By: Jonathan Knutson, Agweek
Larry Case can teach you a thing or two about agriculture. Literally.
Case is National FFA Organization adviser, making him the nation’s top agricultural education official.
The Missouri farm boy, who’s set to retire at year’s end, has seen a major evolution in agriculture and his organization since he took the top job in 1984.
“There’s a big change toward technical content, more science and technology,” Case says.
The organization’s longstanding focus on production agriculture remains, but isn’t as dominant as it once was, he says.
FFA still helps future farmers and ranchers. It also prepares members for careers in everything from sales to research.
Case, 67, played a key role in FFA’s transformation.
He grew up a small livestock farm in Missouri and joined FFA in seventh grade. His rural high school had only 43 students.

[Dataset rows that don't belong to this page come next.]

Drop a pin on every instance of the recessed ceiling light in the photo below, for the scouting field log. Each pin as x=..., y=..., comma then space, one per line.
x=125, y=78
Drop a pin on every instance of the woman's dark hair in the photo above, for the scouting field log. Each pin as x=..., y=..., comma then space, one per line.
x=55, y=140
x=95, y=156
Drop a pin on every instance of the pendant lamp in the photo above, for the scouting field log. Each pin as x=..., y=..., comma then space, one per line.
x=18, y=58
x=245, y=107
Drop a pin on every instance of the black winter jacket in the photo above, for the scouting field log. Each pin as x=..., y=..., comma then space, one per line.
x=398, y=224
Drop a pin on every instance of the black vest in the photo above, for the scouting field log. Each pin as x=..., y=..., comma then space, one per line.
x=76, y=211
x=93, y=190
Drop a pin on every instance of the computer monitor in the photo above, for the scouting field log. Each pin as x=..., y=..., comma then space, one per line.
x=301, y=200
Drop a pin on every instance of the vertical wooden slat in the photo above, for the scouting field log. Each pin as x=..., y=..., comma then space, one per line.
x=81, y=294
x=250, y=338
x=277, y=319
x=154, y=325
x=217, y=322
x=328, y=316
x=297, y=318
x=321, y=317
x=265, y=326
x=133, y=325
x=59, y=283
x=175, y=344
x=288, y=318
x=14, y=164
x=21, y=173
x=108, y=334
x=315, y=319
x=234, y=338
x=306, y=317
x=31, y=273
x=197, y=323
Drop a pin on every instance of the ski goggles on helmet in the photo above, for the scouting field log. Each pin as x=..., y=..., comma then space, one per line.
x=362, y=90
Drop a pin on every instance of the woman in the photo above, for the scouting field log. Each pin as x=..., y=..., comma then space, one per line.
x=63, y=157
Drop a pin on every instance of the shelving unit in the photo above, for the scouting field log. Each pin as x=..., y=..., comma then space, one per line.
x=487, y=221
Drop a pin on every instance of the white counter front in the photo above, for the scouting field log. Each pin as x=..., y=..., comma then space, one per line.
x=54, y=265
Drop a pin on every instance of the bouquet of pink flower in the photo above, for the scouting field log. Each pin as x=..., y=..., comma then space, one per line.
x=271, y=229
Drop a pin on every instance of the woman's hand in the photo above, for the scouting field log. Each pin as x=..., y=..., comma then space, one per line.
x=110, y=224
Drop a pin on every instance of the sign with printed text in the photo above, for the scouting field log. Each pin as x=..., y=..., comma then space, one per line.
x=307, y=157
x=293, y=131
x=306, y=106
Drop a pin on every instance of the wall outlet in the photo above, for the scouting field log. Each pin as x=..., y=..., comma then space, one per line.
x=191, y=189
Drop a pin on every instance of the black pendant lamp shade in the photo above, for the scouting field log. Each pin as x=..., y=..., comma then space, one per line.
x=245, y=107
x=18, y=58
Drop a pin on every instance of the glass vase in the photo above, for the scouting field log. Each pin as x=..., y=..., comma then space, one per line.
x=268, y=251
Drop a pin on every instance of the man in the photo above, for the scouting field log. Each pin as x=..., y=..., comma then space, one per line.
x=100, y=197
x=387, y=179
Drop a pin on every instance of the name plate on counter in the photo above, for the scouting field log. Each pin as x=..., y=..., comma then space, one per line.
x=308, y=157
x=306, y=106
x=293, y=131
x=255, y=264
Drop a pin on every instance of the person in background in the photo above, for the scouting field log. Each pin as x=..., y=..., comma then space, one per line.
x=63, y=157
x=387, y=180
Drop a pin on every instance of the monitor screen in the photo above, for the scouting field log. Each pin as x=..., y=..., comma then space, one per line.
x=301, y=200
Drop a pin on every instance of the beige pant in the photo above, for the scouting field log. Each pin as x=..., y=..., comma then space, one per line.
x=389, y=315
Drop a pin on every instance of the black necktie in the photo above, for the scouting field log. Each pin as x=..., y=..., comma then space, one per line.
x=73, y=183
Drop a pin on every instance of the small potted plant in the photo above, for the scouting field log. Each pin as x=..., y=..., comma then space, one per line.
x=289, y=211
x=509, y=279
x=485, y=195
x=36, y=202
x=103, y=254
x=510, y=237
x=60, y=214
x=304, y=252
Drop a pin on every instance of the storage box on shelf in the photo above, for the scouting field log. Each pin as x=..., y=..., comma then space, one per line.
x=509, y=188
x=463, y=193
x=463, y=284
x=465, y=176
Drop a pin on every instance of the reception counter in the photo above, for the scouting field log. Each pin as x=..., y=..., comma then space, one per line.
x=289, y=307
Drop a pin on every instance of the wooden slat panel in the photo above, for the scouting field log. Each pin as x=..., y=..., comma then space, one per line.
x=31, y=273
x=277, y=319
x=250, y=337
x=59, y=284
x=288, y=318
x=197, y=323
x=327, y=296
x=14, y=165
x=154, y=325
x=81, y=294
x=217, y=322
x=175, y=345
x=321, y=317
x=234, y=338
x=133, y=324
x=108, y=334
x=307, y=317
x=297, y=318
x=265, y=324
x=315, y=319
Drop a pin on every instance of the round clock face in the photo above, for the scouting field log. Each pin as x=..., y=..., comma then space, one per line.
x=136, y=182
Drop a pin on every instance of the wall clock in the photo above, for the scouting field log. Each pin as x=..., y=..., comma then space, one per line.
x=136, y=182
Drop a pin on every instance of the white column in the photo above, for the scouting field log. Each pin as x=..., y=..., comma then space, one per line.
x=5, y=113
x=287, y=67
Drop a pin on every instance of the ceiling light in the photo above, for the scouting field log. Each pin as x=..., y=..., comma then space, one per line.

The farm didn’t generate much income and other family members wanted to farm, so farming wasn’t an option for him, Case says.
But Case made his career in agriculture anyway.
In 1966, he began teaching ag education at a rural high school in Missouri. Over time, he assumed greater responsibilities at the local, district and state levels. He served as the Missouri director for vocational and ag education for seven years.
He took over national leadership of what then was the Future Farmers of America in 1984. The organization took the National FFA Organization banner in 1988, though it usually refers to itself as FFA.
The 1980s weren’t an easy time for the organization. It was losing membership, reflecting the nationwide trend of fewer and bigger farms. With fewer farm kids as potential members, FFA needed to change with the times.
As National FFA Organization leader, Case “guided creation of a strategic plan and a strong management team” that lead to “tremendous membership growth and educational innovation,” according to the U.S. Department of Education news release announcing Case’s retirement.
FFA reached a record-high 523,00 members nationally this year.
Case is based in Arlington, Va., close to the U.S. Department of Education in Washington, which provides leadership and helps to set direction for the FFA.
Most of the National FFA Organization’s daily operations are conducted in offices in Indianapolis.
Case, for his part, says the changes in his 26 years in the top spot reflect FFA’s determination to remain relevant to the needs of young Americans.
He’s optimistic FFA will continue to evolve as necessary.
He offers this advice for young people: “Find out what you’re interested in, what you’re passionate about, and do it.”